GetAIGovernance tracks governance platforms across discovery, enforcement, access control, and audit capabilities. Browse the AI Governance category, AI Governance Platforms, and AI Access Control at GetAIGovernance.net to compare platforms and evaluate whether their governance depth matches the specific control requirements your environment actually needs.

Our Take

AI Governance Take

ServiceNow's Knowledge 2026 announcements represent the most serious attempt yet by a major enterprise platform vendor to define governance infrastructure as the organizing principle of enterprise AI deployment rather than a compliance feature added to an AI deployment. The framing matters: governance as the platform strategy, not governance as the audit trail. That framing is correct, and the market is moving toward it regardless of which vendor eventually owns the category.

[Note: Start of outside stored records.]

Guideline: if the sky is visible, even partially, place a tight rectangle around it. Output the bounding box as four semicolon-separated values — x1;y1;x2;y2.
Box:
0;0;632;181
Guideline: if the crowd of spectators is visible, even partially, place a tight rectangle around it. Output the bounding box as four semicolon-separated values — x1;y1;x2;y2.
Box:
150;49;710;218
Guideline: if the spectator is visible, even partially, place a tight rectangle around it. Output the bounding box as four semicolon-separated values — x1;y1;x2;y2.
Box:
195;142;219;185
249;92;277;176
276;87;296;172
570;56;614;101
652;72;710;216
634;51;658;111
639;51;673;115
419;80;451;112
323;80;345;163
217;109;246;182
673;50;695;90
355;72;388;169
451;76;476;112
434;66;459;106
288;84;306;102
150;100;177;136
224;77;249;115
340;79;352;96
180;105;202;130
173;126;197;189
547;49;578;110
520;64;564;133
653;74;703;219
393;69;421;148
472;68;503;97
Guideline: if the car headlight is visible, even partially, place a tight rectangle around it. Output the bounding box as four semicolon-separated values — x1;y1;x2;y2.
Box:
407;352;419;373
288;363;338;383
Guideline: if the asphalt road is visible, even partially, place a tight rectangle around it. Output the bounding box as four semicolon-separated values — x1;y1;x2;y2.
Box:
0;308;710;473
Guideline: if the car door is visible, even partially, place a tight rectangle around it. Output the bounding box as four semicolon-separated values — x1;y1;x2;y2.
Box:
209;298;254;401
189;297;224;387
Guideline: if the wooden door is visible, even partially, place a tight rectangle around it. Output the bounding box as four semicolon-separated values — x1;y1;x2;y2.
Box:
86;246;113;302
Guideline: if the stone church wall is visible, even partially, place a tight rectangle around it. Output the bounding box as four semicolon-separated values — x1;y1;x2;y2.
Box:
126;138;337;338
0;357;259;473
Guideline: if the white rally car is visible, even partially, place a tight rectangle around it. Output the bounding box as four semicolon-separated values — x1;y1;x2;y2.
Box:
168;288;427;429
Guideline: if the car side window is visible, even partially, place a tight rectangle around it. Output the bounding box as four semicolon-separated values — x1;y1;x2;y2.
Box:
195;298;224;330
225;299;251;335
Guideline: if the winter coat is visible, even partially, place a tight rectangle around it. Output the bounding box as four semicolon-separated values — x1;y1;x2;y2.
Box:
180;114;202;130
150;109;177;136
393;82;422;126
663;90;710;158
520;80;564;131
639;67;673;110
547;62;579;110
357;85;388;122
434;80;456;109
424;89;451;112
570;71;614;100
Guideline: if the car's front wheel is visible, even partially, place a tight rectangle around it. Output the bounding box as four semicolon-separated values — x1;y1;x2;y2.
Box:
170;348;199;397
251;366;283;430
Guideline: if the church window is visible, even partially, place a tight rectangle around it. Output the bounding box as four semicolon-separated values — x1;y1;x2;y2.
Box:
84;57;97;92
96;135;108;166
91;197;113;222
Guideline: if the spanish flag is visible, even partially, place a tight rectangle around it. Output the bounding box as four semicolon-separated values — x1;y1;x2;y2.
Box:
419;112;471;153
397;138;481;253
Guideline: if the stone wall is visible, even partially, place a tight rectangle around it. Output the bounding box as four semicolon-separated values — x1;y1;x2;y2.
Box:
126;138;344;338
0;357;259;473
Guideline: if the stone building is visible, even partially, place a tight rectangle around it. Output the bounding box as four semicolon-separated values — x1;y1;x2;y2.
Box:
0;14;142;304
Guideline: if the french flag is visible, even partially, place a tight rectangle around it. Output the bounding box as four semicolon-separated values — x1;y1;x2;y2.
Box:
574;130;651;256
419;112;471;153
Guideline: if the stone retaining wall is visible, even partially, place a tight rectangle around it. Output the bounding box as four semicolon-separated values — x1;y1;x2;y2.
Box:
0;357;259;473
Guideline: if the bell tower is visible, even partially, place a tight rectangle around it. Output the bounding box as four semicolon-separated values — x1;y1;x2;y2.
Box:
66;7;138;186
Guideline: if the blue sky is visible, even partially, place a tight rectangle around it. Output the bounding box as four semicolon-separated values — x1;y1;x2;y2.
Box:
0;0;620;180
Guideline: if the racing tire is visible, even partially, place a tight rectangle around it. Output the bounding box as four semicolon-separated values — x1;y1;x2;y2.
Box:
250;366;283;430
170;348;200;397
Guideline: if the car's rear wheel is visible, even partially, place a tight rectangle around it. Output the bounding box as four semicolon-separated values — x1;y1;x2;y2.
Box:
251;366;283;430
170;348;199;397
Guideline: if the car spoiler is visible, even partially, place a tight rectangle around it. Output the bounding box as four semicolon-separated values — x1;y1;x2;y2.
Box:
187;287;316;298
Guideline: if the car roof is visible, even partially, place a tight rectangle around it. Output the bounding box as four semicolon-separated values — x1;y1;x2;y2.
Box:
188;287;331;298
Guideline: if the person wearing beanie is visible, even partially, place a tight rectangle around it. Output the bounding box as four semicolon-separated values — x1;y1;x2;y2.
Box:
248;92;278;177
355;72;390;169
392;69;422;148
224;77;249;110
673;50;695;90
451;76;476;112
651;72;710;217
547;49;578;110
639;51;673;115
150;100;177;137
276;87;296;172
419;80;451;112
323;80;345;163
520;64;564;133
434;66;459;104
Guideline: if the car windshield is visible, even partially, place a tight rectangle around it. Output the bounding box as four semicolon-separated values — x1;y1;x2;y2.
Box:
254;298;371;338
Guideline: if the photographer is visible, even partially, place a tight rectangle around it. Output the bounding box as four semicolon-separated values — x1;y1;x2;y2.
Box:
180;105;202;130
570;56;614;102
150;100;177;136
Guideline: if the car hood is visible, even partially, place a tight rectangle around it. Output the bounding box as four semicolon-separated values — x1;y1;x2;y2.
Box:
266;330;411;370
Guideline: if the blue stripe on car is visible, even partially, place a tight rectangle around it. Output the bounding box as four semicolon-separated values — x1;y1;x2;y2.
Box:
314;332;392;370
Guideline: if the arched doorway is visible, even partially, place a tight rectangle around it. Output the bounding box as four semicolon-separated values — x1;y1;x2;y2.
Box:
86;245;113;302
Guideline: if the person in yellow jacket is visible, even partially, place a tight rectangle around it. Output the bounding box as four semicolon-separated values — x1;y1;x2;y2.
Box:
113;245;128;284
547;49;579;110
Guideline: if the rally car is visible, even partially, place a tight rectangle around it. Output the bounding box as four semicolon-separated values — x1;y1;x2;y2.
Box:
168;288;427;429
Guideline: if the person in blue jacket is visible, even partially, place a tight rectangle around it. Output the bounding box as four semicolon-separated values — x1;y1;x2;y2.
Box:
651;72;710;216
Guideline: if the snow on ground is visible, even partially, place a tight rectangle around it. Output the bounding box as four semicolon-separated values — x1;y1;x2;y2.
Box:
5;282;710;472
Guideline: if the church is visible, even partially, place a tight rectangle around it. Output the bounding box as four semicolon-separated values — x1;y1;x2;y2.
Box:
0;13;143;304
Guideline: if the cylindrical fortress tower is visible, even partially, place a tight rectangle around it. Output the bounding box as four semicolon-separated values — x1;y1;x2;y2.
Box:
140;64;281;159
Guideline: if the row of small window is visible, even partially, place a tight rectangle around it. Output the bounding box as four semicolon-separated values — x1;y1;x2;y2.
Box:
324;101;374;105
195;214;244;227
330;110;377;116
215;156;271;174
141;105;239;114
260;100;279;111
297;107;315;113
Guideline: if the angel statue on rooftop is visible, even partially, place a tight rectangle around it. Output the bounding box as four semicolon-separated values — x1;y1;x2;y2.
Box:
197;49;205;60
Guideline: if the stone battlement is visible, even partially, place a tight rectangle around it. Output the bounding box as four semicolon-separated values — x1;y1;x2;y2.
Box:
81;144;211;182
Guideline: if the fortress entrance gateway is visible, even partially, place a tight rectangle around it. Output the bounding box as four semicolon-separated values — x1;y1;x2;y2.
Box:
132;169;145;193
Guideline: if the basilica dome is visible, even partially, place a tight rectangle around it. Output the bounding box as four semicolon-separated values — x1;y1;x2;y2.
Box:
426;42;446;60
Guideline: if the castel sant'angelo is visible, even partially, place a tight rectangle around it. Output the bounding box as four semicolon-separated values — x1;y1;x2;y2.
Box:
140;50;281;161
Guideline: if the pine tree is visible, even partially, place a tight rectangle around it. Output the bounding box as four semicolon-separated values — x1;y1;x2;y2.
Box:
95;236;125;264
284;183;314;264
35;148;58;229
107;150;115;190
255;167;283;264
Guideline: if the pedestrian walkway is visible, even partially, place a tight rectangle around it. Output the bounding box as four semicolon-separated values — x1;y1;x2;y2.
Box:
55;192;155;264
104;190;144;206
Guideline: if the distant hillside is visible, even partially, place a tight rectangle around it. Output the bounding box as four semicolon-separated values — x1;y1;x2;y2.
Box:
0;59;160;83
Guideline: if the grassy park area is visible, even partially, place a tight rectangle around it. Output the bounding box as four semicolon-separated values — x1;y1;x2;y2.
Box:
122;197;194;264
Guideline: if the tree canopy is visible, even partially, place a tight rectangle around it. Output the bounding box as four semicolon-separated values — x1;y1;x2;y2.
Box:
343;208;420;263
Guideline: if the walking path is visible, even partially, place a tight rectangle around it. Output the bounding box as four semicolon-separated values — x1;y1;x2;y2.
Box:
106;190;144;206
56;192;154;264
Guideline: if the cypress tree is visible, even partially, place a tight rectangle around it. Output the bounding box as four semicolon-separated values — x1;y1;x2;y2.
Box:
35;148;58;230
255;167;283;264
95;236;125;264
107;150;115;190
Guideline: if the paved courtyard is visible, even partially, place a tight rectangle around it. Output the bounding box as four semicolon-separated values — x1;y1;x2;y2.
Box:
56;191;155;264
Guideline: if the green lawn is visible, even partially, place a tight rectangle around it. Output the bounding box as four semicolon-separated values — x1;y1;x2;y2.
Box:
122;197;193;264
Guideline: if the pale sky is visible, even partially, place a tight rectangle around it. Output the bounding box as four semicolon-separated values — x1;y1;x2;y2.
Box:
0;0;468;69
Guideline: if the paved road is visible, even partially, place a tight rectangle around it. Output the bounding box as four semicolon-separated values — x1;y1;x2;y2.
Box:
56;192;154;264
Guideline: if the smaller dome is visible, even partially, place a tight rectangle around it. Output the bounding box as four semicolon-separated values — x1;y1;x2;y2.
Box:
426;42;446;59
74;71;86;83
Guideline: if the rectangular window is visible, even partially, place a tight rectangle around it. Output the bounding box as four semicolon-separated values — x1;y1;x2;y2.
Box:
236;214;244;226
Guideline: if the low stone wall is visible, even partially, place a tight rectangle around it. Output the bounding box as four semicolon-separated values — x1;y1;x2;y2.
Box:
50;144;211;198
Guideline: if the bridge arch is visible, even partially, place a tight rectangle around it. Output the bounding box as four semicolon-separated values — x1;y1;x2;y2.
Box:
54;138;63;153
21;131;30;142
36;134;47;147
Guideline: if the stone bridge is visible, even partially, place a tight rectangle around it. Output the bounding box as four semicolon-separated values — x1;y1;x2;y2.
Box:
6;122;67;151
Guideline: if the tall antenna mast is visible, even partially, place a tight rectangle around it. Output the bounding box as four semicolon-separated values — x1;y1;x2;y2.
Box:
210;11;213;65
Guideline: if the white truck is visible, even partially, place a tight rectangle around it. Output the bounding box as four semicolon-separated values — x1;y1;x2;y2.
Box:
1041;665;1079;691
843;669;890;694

The practical question for enterprise governance teams evaluating this announcement is where the actual enforcement depth sits. Discovery and visibility are table stakes. Governance programs need enforcement — the ability to block, throttle, or redirect an agent action in real time when it violates a policy. The AI Gateway and the Veza access graph are the components where that enforcement lives, and they are the ones worth stress-testing in any procurement conversation with ServiceNow.

The cross-platform claim — governing Claude agents, Copilot agents, and custom-built agents on the same enforcement layer — is the most ambitious part of the announcement and the part that requires the most scrutiny. Governance that works for agents built inside the ServiceNow ecosystem and governance that works for agents built entirely outside it are technically different problems. The MCP gateway architecture addresses the connection point, but organizations with agents that operate independently of ServiceNow infrastructure will find the governance coverage thinner than the announcement suggests.

For regulated industries specifically — financial services, healthcare, insurance — the combination of the Veza access graph, the on-behalf-of token identity architecture, and the audit trail generation is the combination that matters most. Those industries need to demonstrate continuous access validation and full action auditability, and those two capabilities are where the ServiceNow architecture is most technically specific.